Two communication channels between parent and worker:

Control Channel (stdin/stdout)

Used for lifecycle messages. JSON lines, one message per line.

Parent → Worker:

json
{"type": "init", "predictor_ref": "predict.py:Predictor", "num_slots": 2, ...}
{"type": "cancel", "slot": "uuid"}
{"type": "shutdown"}

Worker → Parent:

json
{"type": "ready", "slots": ["uuid1", "uuid2"], "schema": {...}}
{"type": "log", "source": "stdout", "data": "Loading model..."}
{"type": "idle", "slot": "uuid"}
{"type": "failed", "slot": "uuid", "error": "Setup failed: ..."}
{"type": "shutting_down"}

Slot Sockets (Unix domain)

Per-slot bidirectional sockets for prediction data. Avoids head-of-line blocking.

Parent → Worker:

json
{ "type": "predict", "id": "pred_123", "input": { "prompt": "Hello" } }

Worker → Parent:

json
{"type": "log", "source": "stdout", "data": "Processing..."}
{"type": "output", "output": "chunk"}
{"type": "done", "id": "pred_123", "output": "Hello, world!", "predict_time": 0.5}
{"type": "failed", "id": "pred_123", "error": "ValueError: ..."}
{"type": "cancelled", "id": "pred_123"}

Key Design Decisions

Subprocess Isolation

Worker runs in a separate process. Benefits:

  • Crash isolation (worker crash → restart, parent survives)
  • Memory isolation (GPU memory leaks don't accumulate)
  • Clean shutdown (SIGKILL if needed)

Single Worker Mode

Always exactly one worker subprocess. No dynamic scaling - the parent is lightweight, all the heavy lifting happens in the worker.

Slot-Based Concurrency

Each slot is a Unix socket pair. max_concurrency determines slot count. Permits control access - at most one prediction per slot at a time.

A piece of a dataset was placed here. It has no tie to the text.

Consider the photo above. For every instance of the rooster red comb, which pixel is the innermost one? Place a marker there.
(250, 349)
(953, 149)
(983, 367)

ContextVar-Based Log Routing

Async predictions may spawn tasks. ContextVar propagates prediction ID through the call stack, allowing log routing even from spawned tasks.

Audit Hook Protection

User code might replace sys.stdout. The audit hook intercepts this and wraps their stream in a TeeWriter, preserving our log routing while allowing their code to work as expected.